Interferon-alpha 2b improves short-term survival in patients transplanted for chronic liver failure caused by hepatitis B.

Liver transplantation for cirrhosis caused by hepatitis B virus (HBV) has a poor prognosis. This is primarily a consequence of the near universal reinfection of the allograft, subsequent accelerated hepatic disease while receiving immunosuppression, and a reduced long-term survival. Because interferon-alpha has been shown to have an antiviral effect on HBV, a study was initiated in 1986 to assess the effect of interferon-alpha therapy on the course of liver transplantation in HBV-positive recipients.

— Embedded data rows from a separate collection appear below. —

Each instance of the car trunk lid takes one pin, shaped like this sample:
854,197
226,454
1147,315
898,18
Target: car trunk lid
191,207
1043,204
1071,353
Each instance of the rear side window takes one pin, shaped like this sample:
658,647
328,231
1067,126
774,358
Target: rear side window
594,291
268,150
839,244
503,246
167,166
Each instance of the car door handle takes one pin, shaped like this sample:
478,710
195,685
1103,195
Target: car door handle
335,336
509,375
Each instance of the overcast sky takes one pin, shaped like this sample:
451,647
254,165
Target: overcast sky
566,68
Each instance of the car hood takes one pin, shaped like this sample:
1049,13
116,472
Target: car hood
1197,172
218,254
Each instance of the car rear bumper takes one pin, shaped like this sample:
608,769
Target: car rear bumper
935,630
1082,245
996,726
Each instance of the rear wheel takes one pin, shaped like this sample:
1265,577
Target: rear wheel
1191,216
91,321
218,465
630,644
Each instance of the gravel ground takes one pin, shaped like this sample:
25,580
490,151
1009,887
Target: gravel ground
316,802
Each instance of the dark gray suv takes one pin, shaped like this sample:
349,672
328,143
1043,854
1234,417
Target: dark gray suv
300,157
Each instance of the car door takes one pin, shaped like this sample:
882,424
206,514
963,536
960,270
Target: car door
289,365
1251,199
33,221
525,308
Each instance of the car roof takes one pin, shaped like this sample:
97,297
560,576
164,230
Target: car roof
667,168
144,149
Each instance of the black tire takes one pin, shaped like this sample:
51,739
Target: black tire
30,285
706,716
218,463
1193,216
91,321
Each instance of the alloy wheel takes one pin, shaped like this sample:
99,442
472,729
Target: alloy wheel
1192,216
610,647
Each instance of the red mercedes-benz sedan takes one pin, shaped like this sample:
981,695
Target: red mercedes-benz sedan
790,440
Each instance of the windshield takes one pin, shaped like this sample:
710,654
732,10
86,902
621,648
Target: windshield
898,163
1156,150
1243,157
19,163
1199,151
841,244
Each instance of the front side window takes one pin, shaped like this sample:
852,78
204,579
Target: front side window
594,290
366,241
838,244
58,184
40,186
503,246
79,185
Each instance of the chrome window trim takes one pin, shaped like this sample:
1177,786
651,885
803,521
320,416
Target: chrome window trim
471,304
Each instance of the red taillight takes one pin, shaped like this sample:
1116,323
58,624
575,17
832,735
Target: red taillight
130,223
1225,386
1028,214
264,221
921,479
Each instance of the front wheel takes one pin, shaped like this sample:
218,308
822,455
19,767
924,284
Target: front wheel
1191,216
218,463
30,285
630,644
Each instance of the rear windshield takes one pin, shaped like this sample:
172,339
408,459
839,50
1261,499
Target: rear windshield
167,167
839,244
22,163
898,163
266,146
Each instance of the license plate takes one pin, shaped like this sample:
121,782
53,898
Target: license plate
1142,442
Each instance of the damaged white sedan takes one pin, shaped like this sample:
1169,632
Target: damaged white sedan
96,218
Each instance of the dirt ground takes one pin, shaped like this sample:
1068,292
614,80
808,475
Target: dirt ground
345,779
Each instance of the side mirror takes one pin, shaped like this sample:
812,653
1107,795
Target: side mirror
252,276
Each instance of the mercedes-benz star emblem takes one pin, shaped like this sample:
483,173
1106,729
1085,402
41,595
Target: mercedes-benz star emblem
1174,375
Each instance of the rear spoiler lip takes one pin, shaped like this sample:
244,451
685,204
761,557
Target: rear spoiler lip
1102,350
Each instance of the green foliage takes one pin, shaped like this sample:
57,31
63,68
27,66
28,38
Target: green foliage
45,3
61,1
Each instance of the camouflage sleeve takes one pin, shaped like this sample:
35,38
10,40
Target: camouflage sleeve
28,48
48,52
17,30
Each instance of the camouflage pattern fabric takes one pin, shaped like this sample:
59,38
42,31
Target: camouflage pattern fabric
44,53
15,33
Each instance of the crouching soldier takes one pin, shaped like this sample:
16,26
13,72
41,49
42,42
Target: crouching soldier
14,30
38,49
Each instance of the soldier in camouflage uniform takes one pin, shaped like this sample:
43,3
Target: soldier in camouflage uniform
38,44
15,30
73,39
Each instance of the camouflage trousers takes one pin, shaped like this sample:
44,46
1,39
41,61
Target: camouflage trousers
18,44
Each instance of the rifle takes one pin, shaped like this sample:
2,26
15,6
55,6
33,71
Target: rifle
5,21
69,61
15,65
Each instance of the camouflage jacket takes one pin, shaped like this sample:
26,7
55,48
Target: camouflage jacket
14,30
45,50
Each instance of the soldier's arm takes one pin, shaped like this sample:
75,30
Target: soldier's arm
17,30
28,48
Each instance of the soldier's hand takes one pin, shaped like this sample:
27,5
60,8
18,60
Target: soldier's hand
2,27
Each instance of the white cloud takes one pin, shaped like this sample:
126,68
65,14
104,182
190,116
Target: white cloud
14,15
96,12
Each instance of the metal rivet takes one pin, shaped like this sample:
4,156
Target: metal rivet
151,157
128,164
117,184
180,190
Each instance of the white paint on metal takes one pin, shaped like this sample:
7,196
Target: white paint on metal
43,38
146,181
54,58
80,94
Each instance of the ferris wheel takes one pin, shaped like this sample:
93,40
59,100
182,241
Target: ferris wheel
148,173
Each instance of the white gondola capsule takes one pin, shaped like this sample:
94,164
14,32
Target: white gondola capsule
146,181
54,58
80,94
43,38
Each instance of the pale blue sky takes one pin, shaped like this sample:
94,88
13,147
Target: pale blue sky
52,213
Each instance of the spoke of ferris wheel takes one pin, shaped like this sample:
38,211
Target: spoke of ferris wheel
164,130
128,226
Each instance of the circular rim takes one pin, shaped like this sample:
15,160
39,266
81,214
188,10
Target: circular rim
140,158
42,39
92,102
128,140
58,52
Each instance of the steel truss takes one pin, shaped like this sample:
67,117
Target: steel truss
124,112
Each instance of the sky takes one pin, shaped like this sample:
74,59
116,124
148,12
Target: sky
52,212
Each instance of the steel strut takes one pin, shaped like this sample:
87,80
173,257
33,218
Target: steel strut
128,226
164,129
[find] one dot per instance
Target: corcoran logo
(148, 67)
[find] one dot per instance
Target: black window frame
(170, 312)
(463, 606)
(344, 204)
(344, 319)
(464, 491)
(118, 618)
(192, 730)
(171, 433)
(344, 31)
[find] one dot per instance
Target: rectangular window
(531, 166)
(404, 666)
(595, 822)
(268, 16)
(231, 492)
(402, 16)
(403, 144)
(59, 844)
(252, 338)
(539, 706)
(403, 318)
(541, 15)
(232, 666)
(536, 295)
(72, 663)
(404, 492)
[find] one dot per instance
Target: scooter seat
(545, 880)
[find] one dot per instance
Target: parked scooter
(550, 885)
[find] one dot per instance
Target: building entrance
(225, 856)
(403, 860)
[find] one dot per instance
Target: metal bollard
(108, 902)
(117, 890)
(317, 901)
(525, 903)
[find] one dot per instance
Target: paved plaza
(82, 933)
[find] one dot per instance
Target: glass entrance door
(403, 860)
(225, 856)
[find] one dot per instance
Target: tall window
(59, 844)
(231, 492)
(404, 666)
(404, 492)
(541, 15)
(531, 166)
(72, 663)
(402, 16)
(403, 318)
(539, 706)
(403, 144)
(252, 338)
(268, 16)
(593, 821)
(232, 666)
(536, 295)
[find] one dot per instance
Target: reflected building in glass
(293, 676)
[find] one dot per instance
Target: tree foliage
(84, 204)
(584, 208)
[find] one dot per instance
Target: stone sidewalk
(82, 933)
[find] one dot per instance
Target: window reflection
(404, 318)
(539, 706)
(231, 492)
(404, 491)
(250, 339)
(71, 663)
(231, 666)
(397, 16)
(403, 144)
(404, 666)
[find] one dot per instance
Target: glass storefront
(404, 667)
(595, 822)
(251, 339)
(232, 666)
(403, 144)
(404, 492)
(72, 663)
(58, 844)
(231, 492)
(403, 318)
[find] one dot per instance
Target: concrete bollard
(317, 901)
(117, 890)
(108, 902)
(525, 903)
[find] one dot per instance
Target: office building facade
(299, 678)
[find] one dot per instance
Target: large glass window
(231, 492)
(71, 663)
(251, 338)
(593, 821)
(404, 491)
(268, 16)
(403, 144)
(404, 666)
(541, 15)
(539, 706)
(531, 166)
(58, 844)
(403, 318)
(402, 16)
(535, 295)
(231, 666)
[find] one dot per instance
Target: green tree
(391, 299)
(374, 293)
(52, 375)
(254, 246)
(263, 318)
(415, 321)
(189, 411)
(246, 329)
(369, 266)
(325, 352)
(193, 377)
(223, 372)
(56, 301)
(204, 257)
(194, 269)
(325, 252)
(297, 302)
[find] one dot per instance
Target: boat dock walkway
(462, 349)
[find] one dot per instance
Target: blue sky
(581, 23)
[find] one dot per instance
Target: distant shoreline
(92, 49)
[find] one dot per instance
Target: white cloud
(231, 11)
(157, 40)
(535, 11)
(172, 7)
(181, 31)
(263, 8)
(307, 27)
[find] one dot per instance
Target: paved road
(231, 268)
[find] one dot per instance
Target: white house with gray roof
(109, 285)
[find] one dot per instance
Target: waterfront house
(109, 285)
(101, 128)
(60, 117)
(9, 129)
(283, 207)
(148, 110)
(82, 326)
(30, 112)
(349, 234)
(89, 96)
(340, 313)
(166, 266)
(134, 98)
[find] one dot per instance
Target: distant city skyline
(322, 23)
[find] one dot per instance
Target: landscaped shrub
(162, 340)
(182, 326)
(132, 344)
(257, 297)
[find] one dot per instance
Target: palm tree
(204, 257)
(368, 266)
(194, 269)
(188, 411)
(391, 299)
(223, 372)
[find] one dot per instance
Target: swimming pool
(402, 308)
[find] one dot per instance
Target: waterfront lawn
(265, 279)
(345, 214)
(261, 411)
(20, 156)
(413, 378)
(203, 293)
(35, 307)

Twenty-eight patients with decompensated endstage liver disease caused by HBV were treated with 5, 2.5 or 1.25 million units (MU) of human recombinant interferon-alpha 2b (r-IFN-alpha 2b) daily for a minimum of 14 days prior to transplantation and continuing for 42 days post-transplantation. HBV antigens, HBV antibodies, HBV DNA and serum transaminase levels were measured throughout the treatment and post-treatment period. HBV DNA was eliminated in 10 of 19 patients, who survived 3 months or more post-transplantation, and was associated with a significant flare of hepatitis as detected by symptoms and transaminase levels (P < 0.05). Patients who cleared HBV DNA had lower HBV DNA levels (P < 0.05) at entry compared with those who did not. While four of 10 patients with hepatitis B e antigen (HBeAg) converted to hepatitis B e antibody (HBeAb), no surviving patient cleared hepatitis B surface antigen (HBsAg) on a long-term basis. Nonetheless, post-transplant survival was significantly better (P < 0.0001, median follow-up 42 months) in the IFN-alpha treated patients as compared with historical controls, and was similar to that of patients transplanted for all causes of parenchymal liver disease other than HBV cancer. Hence IFN-alpha therapy in the perioperative liver transplantation period improves short-term survival but does not prevent HBV infection of the allograft.